Num país em que o crime organizado avança a olhos vistos, com a incompetência e/ou omissão das ditas autoridades públicas, o restabelecimento oficial da jogatina é – como diz Elio Gaspari – no mínimo “uma temeridade”.

Justificá-lo em nome do turismo e do recolhimento de impostos é um argumento falacioso e cínico, tanto quanto o de que, mesmo sendo ilegal, o jogo existe – escreve Elio, concluindo, com absoluta razão: “Até agora, todas as brechas abertas para o jogo resultaram em expansão do crime”. Tivessem razão os defensores da liberação do jogatina, melhor seria legalizar o tráfico de drogas, cuja demanda seria muitíssimo maior e geraria muito mais recursos.

Pessoalmente, como já disse e repeti aqui, sou contra qualquer tipo de jogo ou de aposta. Pelos efeitos e dependência que causam.

A minha ojeriza pelo jogo não resulta de nenhum drama pessoal. Jamais perdi um tostão em jogos de azar. Seja na loteria ou na sena oficializada. Razão: nunca joguei. E estou plenamente feliz por não formar no batalhão dos infelizes que todas as semanas aguardam a grande vitória que nunca virá.

De todo modo, a oposição ao jogo, de minha parte, não tem conotação moral ou religiosa. Conheço muito bem os perversos efeitos da jogatina. Sou capaz de recitá-los de cor. Da simples inimizade entre amigos fraternos ao corpo de um suicida estendido no chão, passando pela ganância, pelo desespero e pela loucura.

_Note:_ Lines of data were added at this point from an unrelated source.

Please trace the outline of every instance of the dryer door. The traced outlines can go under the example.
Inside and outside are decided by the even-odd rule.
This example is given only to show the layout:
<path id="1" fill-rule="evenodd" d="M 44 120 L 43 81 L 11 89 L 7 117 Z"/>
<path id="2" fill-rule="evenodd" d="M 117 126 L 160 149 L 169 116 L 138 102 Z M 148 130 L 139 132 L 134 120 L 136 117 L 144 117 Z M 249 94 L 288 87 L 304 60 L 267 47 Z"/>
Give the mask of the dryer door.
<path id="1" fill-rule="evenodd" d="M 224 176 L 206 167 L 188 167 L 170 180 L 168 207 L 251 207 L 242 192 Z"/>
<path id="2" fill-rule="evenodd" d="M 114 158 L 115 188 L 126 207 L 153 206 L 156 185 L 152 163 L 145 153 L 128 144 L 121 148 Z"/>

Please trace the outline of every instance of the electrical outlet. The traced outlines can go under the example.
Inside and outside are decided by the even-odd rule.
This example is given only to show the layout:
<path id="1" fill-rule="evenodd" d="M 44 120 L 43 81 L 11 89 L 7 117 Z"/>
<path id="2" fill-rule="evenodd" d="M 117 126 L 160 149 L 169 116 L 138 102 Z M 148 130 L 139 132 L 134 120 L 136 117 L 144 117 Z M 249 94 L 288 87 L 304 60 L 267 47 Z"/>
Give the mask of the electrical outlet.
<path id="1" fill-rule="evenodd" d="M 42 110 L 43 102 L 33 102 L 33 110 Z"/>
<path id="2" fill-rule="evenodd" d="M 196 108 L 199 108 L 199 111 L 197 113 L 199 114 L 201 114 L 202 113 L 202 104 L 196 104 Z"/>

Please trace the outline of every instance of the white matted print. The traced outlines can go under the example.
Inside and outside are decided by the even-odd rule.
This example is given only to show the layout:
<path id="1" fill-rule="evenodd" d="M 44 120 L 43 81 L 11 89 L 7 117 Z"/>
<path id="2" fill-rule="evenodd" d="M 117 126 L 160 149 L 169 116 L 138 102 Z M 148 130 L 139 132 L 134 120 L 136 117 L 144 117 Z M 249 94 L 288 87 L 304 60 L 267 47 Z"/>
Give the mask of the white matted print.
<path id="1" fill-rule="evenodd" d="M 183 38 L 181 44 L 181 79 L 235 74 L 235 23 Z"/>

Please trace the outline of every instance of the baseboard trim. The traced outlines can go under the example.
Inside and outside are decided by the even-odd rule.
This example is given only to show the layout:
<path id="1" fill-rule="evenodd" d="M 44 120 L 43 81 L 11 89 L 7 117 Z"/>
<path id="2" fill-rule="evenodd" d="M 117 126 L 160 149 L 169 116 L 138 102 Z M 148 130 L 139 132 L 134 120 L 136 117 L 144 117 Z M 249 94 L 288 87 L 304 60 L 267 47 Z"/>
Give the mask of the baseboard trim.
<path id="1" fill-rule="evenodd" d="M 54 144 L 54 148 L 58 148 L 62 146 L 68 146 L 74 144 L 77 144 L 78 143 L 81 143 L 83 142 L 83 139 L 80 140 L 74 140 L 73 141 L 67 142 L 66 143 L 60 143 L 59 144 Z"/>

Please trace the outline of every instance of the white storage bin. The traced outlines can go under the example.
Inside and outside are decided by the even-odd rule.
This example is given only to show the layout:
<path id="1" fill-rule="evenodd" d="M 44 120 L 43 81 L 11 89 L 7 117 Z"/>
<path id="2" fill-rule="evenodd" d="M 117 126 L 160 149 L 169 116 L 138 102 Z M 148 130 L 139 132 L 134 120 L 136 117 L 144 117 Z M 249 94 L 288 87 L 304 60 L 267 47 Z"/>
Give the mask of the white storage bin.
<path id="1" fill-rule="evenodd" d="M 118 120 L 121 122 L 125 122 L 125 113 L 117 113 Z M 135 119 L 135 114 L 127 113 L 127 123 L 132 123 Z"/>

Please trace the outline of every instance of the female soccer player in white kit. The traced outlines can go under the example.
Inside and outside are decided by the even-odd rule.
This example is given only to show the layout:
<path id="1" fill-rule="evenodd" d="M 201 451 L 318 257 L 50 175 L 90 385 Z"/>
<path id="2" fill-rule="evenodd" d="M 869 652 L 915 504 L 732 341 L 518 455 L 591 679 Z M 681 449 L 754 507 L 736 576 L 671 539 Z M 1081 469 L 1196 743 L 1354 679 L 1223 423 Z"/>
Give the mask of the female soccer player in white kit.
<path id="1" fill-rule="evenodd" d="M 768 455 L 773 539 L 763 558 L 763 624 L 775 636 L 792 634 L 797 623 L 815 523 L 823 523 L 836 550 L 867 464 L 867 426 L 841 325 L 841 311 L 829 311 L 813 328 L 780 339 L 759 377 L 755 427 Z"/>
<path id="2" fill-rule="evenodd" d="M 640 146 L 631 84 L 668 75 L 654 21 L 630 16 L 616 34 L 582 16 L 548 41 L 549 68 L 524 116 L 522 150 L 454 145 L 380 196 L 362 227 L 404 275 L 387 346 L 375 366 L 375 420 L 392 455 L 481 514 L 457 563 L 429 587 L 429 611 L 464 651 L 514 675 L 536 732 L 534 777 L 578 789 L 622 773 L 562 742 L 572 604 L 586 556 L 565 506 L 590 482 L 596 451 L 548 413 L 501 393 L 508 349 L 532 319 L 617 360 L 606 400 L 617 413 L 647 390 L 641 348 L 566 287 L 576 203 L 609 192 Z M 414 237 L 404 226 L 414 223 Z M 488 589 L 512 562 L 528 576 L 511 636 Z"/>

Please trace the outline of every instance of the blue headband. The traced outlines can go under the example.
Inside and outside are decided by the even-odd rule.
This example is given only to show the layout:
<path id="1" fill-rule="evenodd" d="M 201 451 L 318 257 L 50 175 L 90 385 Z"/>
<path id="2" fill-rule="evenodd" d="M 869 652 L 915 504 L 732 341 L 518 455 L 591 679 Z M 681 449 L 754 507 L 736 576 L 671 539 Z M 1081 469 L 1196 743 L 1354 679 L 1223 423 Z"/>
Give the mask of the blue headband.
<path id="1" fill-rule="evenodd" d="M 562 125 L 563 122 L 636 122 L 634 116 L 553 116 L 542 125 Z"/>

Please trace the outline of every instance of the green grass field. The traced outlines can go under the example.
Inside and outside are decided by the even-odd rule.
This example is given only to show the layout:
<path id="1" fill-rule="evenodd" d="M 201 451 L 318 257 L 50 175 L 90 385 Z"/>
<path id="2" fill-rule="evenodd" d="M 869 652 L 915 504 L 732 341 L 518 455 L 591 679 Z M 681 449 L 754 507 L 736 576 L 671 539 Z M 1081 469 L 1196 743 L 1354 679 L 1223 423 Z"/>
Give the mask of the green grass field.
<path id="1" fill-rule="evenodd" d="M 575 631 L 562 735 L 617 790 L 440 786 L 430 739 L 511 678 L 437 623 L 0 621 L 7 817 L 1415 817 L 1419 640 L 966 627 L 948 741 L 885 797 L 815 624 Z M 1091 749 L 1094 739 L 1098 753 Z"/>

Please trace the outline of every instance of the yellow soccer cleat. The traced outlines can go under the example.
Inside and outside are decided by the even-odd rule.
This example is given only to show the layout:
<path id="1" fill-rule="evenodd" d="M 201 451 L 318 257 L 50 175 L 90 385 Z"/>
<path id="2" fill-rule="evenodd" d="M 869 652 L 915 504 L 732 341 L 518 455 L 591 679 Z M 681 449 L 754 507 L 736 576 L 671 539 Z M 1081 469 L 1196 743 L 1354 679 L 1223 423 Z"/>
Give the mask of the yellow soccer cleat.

Sei de uma tradicional família curitibana, cujos membros eram obrigados a buscar a matriarca nas madrugadas dos bingos de então e, certo dia, os filhos receberam uma conta que os obrigou a desfazerem-se de seus carros para quitar a dívida da mãe. Tenho também amigos que perderam, em uma mesa de pôquer, tudo o que haviam conseguido amealhar em uma vida inteira de trabalho. Outro perdeu o apartamento em que vivia com a família em uma única rodada de cartas.

Mas não é uma questão de puritanismo. Ainda que seja sabido que, por trás do jogo, esconde-se o crime organizado, a lavagem de dinheiro, a sonegação e a exploração de incautos, para dizer o mínimo.

Escuta aqui, ó companheiro presidente. Em vez de ficar dando ouvido aos oportunistas que o cercam, aos trambiqueiros e aos exploradores da ignorância popular, ouça quem sabe das coisas. O Ministério Público, por exemplo. Ou as associações de jogadores compulsivos. Elas existem em todo o país. Ficará, então, sabendo, se ainda não sabe, que o jogo não é uma questão moral, mas eminentemente social.

 

Célio Heitor Guimarães é jornalista e consultor jurídico aposentado.